The framework is structured for utility to build and analyze machines that exhibit developmental autonomous behavior by incorporating two practical tools: machine learning (ML) and cyber-physical systems (CPS). It broadens the role of ML algorithms from data approximators to self-learning systems by exploiting the algorithmic attributes, thereby contributing to various aspects of behavior emergence in autonomous machines. It also provides a general architecture that leverages distributed computing and communication capabilities of CPS, necessary for continuous autonomous operation in practical applications.
A thread of research begins with the fundamental principles described in [1]. The framework was demonstrated in a minimally configured mobile robot in [2]. The key concepts on taxonomy of autonomy and ML algorithms for behavior emergence were described in [3]. A general taxonomic classification and identification system for robots and autonomous systems was proposed in [4][5]. Current topics include reference-based machine learning for conceptual behavior emergence and structural analyses of autonomous systems [6].

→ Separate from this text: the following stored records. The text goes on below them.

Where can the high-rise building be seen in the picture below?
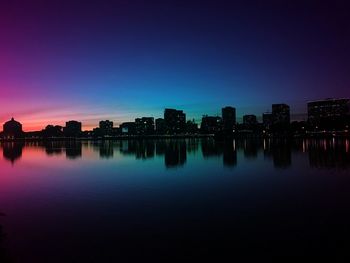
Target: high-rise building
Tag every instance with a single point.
(128, 128)
(249, 120)
(12, 129)
(175, 121)
(329, 112)
(267, 120)
(106, 128)
(72, 129)
(144, 125)
(211, 124)
(280, 117)
(160, 126)
(228, 118)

[1] S. Isaka, “Developmental Autonomous Behavior: An Ethological Perspective to Understanding Machines,” in IEEE Access, vol. 11, pp. 17375-17423, 2023.
[2] S. Isaka, “An Ethological Analysis of Developmental Behavior in Machines," in Proc. 2023 IEEE Int. Conf. on Development and Learning (ICDL), Macau, China, pp. 79-86, 2023.
[3] S. Isaka, “Autonomy in Cognitive Development of Robots: Embracing Emergent and Predefined Knowledge and Behavior,” to appear in Proc. 2024 IEEE 20th Int. Conf. on Automation Science and Engineering (CASE), Bari, Italy, 2024.
[4] S. Isaka, “A Taxonomic Classification and Identification System for Robots: Abstract,” to be presented at the 2024 IEEE Int. Conf. on Systems, Man, and Cybernetics (SMC), Kuching, Malaysia, 2024.
[5] S. Isaka, “A Taxonomic Classification and Identification System for Robots and Autonomous Systems,” Submitted for publication.
[6] S. Isaka, “Behavior-Based Robotics, Cyber-Physical Systems, and Machine Learning: United as a Practical Pathway Toward Machine Autonomy,” unpublished.